Unemployment at 4.9%. More than 75 straight months of continuous job growth. Per capita GDP at an all-time high. Summer’s here. But nobody’s dancing in the streets.
Here are a couple graphs that may help explain why:
First, note that even as real per capita GDP continues to reach new peaks, the typical American adult (i.e., the person at the 50th percentile) in 2014 was no better off than in the last two recessions. Median personal income was down about 5% from about a decade ago. The rising tide is clearly not lifting all boats. The more politicians crow about the improving economy and the more economists say we are at “full employment,” the greater the disconnect becomes.
Caveat: Ideally I’d have median personal income data from after 2014. The numbers have likely improved since then. Jared Bernstein notes that real weekly earnings have grown almost 4% since 2014. Whether personal income has had similar growth also depends on employment trends. Which brings me to:
The above is the US “prime-age” (25-54) employment/population ratio from 1990 to present. The employment/population ratio is about 2 points lower now than then, partly because the standard unemployment rate is about 1 point higher and also because more jobless people are “out of the labor force,” i.e., not actively seeking work. Would they take work if offered it? The Bureau of Labor Statistics report for June suggests many of them would — the alternative unemployment rate including jobless “discouraged workers” and “persons marginally attached to the labor force” is 6.0%. (Add in part-time workers who’d prefer to be full-time and the rate rises to 9.6%. It’s been improving for six years but is still no better than in mid 2008 when we were in a recession.)
What’s really striking to me, and what inspired the title, is the gender breakdown of those prime-age employment/population numbers. (Sorry, the separate BLS graphs for men and women are too messy to use here, but you can Google them.) For women, the employment/population ratio has regained its 1990 level of 71%; for men, the ratio is down about 5 points, to 85%. There’s a story here, probably several. The erosion of male privilege has been a big theme of this year’s political commentary. Without getting into the politics or ethics of that, let’s just note:
- These graphs indicate that it by no means a new thing, at least in the labor market. The male employment/population ratio has been falling since 1969, when it was 95%. The female employment ratio has been rising steadily since at least the late 1940s, when it was less than half the current level.

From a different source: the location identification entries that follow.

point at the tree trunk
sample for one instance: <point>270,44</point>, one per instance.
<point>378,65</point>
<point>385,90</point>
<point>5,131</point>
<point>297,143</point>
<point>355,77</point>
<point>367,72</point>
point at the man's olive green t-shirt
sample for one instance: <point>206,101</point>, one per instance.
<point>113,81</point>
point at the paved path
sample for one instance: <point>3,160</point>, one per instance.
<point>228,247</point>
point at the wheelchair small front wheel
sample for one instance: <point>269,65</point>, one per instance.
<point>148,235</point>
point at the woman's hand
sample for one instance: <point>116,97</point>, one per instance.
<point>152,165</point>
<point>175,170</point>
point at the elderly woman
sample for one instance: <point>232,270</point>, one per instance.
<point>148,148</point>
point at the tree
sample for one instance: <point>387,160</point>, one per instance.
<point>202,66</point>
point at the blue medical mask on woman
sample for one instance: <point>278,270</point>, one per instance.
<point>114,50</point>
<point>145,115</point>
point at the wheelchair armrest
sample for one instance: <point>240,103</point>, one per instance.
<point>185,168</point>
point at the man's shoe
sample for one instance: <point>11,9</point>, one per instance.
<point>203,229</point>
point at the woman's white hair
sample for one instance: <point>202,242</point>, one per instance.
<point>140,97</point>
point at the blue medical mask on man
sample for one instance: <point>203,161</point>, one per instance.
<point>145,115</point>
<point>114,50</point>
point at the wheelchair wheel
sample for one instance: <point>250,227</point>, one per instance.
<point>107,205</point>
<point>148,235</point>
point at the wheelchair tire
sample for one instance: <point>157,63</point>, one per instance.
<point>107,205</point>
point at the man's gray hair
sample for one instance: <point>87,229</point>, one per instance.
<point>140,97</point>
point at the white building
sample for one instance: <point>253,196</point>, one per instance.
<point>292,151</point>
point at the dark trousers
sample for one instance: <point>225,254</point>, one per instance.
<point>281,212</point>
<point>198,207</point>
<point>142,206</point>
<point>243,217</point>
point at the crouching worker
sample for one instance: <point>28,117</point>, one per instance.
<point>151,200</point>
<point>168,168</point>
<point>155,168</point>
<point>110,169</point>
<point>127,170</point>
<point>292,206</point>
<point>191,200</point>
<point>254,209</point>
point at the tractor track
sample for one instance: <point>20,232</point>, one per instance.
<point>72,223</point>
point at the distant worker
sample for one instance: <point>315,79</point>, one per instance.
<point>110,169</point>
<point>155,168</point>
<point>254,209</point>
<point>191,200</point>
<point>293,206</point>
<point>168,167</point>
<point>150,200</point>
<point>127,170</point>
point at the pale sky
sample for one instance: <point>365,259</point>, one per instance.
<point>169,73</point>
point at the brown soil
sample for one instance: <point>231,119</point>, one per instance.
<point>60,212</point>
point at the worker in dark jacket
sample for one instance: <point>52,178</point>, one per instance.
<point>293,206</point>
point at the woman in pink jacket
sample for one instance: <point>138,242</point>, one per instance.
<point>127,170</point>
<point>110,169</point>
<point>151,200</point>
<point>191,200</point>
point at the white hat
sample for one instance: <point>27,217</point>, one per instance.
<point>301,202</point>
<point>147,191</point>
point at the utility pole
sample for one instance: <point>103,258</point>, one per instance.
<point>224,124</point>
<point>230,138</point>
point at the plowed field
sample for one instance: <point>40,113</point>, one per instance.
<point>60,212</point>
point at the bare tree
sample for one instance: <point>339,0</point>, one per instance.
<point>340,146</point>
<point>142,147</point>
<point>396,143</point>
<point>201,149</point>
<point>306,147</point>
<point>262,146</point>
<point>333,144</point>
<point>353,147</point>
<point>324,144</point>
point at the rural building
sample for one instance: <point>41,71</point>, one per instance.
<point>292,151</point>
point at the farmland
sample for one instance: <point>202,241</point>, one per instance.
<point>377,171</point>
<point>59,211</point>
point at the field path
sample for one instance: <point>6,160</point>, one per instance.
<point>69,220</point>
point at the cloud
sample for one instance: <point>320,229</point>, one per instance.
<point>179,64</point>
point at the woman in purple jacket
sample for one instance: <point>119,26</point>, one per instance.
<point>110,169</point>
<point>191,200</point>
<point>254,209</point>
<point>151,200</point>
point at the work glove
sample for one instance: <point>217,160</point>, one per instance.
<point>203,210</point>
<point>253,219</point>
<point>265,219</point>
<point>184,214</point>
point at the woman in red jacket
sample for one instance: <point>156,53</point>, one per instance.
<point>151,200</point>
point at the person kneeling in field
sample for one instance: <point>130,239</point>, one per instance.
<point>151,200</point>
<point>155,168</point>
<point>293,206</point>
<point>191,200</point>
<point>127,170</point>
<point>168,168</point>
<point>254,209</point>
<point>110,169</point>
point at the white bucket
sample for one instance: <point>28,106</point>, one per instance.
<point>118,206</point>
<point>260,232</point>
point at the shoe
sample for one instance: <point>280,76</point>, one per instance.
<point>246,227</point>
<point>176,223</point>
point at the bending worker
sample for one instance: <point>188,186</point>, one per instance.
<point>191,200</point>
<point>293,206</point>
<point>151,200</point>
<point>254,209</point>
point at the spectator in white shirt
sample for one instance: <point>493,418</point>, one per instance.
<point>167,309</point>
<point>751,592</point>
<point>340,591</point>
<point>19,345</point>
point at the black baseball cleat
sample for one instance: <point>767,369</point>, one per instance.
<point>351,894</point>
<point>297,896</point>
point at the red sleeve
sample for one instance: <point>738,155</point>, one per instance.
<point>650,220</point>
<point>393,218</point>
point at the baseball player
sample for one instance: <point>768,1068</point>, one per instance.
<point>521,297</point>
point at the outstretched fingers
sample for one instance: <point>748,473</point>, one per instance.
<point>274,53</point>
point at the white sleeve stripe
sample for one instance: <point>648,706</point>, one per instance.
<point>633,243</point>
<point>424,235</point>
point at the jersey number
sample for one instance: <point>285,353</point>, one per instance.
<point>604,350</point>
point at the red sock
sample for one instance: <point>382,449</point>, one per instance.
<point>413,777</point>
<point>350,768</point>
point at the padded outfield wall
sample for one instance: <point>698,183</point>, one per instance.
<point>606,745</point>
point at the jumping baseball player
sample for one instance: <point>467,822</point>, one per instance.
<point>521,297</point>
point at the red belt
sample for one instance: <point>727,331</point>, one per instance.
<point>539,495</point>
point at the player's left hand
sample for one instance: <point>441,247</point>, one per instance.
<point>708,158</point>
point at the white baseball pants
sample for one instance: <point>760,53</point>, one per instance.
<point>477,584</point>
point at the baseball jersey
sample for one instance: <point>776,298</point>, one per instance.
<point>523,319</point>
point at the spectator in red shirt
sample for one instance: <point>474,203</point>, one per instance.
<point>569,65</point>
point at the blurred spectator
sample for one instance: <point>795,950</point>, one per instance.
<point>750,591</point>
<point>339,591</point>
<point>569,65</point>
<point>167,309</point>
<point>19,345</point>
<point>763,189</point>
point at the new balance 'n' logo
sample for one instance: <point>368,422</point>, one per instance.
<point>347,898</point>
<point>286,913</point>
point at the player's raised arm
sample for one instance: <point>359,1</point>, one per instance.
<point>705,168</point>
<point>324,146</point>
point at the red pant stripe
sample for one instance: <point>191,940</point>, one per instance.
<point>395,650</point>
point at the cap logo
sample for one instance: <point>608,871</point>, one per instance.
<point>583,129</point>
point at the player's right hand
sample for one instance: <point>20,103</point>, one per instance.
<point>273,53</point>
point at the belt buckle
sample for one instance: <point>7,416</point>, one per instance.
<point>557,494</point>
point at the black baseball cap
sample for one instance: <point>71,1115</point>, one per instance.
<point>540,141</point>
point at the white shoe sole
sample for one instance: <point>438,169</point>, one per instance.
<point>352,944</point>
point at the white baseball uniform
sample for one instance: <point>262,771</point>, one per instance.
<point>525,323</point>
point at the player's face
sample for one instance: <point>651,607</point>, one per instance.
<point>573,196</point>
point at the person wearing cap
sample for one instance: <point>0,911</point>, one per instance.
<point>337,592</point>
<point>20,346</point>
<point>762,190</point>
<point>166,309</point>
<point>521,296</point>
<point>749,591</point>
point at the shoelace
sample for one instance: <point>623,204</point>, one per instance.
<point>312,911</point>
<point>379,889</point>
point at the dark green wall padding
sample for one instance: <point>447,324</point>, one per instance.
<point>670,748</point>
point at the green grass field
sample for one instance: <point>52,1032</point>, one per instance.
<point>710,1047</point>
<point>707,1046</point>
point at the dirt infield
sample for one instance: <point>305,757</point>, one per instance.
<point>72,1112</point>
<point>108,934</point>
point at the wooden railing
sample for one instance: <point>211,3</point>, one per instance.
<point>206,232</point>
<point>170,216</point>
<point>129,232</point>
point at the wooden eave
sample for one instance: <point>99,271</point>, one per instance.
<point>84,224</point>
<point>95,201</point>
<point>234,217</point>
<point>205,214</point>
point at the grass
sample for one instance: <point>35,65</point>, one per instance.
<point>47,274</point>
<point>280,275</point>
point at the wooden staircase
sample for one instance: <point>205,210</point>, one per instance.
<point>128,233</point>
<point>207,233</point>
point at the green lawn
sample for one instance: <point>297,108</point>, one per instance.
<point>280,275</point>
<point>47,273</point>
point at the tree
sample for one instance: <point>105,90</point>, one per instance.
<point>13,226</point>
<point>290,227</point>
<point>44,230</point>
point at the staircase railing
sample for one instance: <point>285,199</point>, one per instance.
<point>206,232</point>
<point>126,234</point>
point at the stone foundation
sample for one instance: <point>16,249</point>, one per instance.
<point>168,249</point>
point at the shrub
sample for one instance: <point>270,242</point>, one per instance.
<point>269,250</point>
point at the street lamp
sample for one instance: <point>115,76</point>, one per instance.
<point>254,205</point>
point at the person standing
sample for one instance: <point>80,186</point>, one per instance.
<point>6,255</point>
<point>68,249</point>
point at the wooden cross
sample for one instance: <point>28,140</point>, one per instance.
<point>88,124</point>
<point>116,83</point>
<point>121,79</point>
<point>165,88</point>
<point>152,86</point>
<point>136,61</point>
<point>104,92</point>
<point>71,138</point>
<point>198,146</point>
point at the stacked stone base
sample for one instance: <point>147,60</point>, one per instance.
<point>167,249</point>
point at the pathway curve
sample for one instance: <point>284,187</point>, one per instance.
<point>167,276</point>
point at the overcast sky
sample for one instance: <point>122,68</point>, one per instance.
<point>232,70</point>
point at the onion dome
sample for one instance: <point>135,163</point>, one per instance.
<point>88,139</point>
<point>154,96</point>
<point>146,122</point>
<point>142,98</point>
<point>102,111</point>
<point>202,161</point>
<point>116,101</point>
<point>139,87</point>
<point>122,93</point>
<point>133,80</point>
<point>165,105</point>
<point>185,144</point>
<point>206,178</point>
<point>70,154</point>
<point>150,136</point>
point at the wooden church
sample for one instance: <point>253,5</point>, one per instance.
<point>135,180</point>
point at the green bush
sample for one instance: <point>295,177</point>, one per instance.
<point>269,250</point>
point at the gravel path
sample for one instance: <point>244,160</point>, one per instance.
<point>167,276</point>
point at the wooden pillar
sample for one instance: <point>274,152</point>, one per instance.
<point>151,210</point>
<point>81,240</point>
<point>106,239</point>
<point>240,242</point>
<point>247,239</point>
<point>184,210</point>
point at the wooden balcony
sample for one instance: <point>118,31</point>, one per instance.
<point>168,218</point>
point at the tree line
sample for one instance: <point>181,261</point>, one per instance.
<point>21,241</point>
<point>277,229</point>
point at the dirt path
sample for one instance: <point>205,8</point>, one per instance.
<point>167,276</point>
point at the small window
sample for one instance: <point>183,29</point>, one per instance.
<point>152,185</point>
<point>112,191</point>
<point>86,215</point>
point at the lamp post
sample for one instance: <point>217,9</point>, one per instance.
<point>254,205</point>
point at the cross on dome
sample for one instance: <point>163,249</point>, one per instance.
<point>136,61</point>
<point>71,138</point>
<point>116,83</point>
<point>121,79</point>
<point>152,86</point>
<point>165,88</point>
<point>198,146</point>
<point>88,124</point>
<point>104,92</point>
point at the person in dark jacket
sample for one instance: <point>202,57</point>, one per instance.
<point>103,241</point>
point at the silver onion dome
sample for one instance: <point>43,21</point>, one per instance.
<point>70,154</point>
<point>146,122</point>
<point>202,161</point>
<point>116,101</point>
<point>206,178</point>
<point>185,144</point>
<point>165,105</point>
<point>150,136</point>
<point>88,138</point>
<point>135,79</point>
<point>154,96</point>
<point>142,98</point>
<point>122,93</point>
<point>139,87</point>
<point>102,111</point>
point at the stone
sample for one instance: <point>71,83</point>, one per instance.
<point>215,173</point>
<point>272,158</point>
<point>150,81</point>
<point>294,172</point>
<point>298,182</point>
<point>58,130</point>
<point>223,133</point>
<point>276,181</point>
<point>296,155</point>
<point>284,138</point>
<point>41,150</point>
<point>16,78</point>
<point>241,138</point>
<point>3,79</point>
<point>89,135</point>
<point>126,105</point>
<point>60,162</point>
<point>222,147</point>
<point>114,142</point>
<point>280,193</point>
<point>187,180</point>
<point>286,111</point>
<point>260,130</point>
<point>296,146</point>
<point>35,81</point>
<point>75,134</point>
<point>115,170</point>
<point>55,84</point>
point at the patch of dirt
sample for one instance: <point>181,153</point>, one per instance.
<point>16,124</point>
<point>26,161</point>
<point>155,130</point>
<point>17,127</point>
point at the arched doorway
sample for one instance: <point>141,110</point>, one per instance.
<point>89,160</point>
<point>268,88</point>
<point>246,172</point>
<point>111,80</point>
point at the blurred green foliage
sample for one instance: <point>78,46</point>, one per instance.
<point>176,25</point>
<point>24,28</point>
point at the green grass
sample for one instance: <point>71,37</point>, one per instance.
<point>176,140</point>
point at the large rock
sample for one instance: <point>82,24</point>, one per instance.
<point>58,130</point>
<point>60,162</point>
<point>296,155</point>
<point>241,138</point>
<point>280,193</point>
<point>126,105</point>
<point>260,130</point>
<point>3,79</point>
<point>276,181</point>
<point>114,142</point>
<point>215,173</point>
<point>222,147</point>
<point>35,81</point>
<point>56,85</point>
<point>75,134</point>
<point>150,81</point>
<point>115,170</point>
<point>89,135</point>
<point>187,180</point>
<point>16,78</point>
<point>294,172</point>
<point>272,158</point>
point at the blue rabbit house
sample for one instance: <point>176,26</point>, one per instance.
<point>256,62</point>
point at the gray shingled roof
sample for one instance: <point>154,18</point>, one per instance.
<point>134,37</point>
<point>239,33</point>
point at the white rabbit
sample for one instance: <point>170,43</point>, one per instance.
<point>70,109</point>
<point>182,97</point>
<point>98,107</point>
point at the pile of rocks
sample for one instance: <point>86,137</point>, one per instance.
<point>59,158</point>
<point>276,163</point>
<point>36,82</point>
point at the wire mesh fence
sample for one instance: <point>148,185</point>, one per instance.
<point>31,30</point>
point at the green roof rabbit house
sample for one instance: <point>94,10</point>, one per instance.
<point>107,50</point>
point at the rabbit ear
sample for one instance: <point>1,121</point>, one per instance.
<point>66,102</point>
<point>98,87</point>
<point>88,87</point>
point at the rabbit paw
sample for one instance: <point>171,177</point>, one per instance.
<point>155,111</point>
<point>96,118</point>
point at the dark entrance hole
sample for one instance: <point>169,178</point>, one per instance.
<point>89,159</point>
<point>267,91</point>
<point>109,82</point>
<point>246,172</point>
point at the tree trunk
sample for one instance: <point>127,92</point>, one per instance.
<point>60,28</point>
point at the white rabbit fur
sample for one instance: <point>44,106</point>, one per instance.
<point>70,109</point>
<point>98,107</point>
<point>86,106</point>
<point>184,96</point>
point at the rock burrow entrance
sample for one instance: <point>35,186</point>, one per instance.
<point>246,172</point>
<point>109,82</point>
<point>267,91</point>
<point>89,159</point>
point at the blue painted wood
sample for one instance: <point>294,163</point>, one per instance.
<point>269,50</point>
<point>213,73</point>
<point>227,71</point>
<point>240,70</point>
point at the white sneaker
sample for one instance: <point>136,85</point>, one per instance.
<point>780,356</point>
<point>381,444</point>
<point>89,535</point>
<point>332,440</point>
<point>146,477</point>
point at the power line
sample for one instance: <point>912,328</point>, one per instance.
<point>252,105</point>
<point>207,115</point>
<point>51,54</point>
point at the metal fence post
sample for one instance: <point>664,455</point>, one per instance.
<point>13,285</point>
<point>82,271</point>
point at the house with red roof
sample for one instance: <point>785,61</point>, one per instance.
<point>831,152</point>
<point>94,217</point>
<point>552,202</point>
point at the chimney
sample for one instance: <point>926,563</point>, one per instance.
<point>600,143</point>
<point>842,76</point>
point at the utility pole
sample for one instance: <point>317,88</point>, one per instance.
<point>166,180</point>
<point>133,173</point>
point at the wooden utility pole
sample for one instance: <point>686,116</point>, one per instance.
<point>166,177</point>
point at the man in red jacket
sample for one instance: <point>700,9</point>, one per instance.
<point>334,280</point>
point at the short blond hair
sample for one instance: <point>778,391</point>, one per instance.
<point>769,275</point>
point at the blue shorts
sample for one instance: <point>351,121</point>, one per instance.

- During the boom decade of the 1990s, the male employment/population ratio fell by about half a point, while the female ratio rose sharply, from 71% to 74.5%.
- Male employment was hit harder than female employment during the 2008-2009 recession (men’s employment fell from 89% to 81%, women’s from 74.5% to 69%).
- Men’s employment has actually risen faster than women’s during the post-2009 recovery (ratio up by about 4 points vs. 2 points), but again, the male employment ratio is down about 5 points from 1990, whereas the female employment ratio is unchanged.